Interval training is intense activity followed by less intense training during the same exercise session. 

Interval runs are not easy.  Your muscles hurt so bad it seems like it’s going to kill. Your thighs burn.  Your calves ache.  The pain in your  shins shoot up and down your legs.   Your feet go numb from pounding pavement.

But it doesn’t kill, it only feels like it. It actually builds the body. It grows muscle. It builds quickness and greater endurance. It makes a runner a better, faster runner.  Varying paces in a workout from fast to slow repeatedly during a single session also burns more calories than keeping a constant pace.

Interval training in long-distance running is called speed work because it increases speed and requires running faster.

Speed work comes in different forms.

Intervals

The term interval in long-distance running most specifically refers to a distance-based method of varying pace during a workout. A typical interval workout in preparation for a 5K run can include three quarter-mile runs in two or three sets, with a hundred or couple hundred yards of jogging between each sprint.

Interval training in general includes different measures than just distance to vary pace.

Tempo runs

A tempo run is a warm-up jog, followed by at least a 20-minute run at 80 to 90 percent of a runner’s usual 5K pace. A cool-down jog often follows the tempo run.

Fartlek

Fartleks — Swedish for “speed play” — are time-based interval runs. There’s a variety of patterns and plans to use. The basics are for a set amount of time, 2 minutes for example, running is performed as fast as can be done, followed by a slower pace greater than a jog. The slower pace is usually run for a shorter amount of time than the faster pace.
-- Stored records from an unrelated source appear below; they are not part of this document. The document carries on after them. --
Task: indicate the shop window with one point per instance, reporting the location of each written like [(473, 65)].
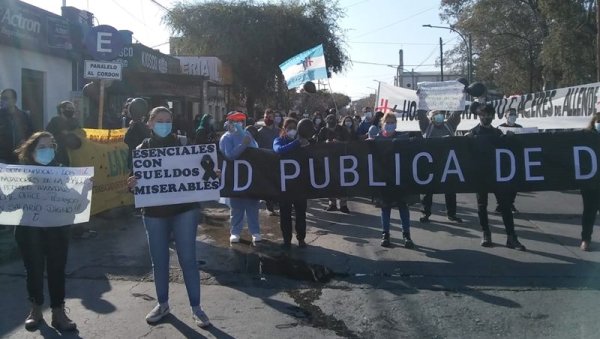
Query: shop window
[(32, 96)]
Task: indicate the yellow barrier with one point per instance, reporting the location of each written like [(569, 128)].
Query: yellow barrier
[(105, 150)]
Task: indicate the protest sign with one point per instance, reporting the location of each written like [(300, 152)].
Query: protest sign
[(397, 99), (45, 196), (525, 162), (441, 95), (175, 175), (105, 150)]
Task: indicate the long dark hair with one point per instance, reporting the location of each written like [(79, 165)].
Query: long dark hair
[(25, 150), (286, 123)]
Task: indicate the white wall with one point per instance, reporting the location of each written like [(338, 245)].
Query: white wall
[(57, 75)]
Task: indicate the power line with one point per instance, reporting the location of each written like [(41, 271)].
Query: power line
[(397, 22)]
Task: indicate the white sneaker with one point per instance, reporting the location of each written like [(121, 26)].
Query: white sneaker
[(200, 317), (157, 313), (234, 238)]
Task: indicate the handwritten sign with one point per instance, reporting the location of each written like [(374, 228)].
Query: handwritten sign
[(441, 95), (175, 175), (45, 196)]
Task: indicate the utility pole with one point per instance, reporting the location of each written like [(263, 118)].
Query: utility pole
[(597, 40), (442, 59)]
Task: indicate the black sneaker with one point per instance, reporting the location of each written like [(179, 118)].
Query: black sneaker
[(486, 239), (455, 219), (513, 242), (385, 239)]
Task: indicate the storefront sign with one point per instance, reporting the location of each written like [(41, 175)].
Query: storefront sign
[(26, 26), (104, 42), (102, 70)]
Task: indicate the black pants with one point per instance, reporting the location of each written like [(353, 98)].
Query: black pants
[(591, 205), (285, 219), (450, 203), (504, 204), (44, 247)]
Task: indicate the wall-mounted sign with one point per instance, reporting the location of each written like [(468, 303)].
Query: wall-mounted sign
[(104, 42), (102, 70)]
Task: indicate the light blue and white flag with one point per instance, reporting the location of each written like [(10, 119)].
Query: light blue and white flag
[(306, 66)]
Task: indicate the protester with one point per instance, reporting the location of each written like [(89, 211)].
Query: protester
[(277, 119), (287, 142), (137, 130), (205, 133), (511, 118), (15, 126), (375, 128), (332, 132), (366, 123), (44, 246), (125, 115), (318, 121), (180, 220), (63, 128), (266, 135), (590, 196), (392, 197), (232, 144), (435, 125), (481, 131), (348, 124)]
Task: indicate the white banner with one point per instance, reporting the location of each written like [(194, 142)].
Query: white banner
[(45, 196), (175, 175), (441, 95), (576, 101), (397, 99)]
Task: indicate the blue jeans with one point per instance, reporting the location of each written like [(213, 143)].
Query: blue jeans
[(404, 217), (247, 207), (183, 226)]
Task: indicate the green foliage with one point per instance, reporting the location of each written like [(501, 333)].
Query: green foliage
[(255, 38), (525, 45), (320, 101)]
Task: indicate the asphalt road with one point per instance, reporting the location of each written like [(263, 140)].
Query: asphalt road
[(344, 284)]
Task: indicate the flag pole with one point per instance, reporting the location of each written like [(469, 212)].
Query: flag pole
[(332, 97)]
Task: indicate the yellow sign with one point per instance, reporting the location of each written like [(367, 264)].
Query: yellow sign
[(105, 150)]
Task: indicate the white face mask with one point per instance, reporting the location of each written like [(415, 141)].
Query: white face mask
[(291, 133)]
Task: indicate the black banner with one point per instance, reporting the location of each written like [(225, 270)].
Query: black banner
[(527, 162)]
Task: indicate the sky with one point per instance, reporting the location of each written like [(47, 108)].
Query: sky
[(375, 30)]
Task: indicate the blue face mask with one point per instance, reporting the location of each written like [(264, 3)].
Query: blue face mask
[(390, 128), (43, 156), (162, 129)]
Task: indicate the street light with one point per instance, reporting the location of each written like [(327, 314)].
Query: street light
[(469, 48)]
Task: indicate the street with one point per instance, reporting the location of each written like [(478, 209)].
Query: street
[(344, 284)]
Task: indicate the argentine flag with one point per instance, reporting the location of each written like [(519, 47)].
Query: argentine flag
[(306, 66)]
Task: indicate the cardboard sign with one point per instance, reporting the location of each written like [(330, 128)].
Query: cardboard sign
[(45, 196), (175, 175)]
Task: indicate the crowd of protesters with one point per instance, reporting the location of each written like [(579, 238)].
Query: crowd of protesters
[(280, 133)]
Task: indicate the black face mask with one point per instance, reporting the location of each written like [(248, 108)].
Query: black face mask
[(486, 121)]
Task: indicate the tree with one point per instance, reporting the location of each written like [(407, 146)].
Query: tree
[(255, 38), (525, 45), (320, 101)]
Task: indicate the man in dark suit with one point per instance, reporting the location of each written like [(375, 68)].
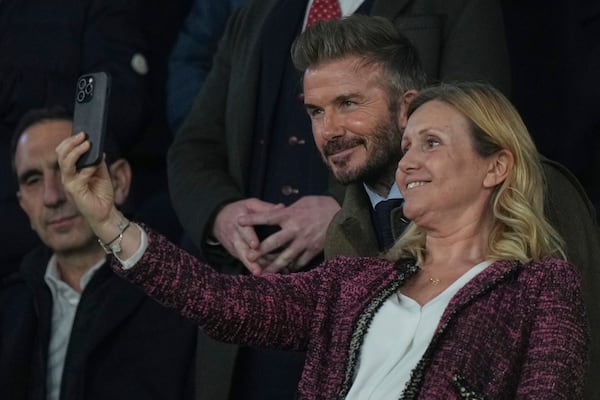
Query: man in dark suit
[(45, 46), (71, 328), (245, 150)]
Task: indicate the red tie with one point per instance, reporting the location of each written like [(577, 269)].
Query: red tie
[(323, 9)]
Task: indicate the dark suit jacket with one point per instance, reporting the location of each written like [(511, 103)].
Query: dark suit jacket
[(123, 344), (351, 233), (209, 160)]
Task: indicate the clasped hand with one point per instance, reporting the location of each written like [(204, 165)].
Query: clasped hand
[(301, 237)]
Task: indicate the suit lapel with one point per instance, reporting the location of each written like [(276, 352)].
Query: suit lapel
[(357, 224), (389, 9), (105, 304)]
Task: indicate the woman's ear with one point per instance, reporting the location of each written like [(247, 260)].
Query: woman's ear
[(500, 166), (120, 172)]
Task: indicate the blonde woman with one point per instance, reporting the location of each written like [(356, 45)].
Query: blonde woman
[(474, 301)]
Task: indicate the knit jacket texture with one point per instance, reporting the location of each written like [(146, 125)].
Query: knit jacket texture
[(515, 331)]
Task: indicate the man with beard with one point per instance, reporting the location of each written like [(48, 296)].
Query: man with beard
[(356, 93), (70, 327)]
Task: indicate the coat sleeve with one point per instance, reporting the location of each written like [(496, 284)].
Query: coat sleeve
[(556, 359), (474, 44), (276, 311), (192, 54), (114, 41)]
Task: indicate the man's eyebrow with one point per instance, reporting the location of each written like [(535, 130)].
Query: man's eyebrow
[(23, 177)]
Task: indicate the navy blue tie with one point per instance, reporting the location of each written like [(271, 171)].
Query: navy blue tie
[(383, 221)]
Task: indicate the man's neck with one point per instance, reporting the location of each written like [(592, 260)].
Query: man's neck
[(384, 183)]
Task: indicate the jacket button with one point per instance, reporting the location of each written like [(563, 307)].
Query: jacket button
[(287, 190)]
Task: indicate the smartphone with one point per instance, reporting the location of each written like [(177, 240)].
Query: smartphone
[(90, 113)]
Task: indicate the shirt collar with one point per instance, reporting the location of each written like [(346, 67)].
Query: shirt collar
[(55, 282), (394, 193)]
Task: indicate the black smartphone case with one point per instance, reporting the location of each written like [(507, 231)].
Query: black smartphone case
[(90, 113)]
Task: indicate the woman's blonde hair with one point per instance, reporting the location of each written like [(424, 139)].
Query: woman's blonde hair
[(520, 231)]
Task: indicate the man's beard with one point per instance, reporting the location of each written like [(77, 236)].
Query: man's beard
[(383, 153)]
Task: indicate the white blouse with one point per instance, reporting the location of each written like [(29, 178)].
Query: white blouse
[(398, 336)]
For more information, the following links offer a variety of training plans incorporating interval training.

The Couch-To-5K (R) Running Plan — http://www.coolrunning.com/engine/2/2_3/181.shtml

A popular, free running plan on the Web, Couch-To-5K offers non-runners an opportunity to become runners using interval-based training. Couch-To-5K sells mobile apps from $1.99 on iOS to $2.99 on Android. A Web-based, paid-version of the plan is available, too.

RunKeeper — http://www.runkeeper.com

RunKeeper hosts free and paid online services, training and mobile GPS apps to report and track running. RunKeeper serves a broad audience of beginners and veterans.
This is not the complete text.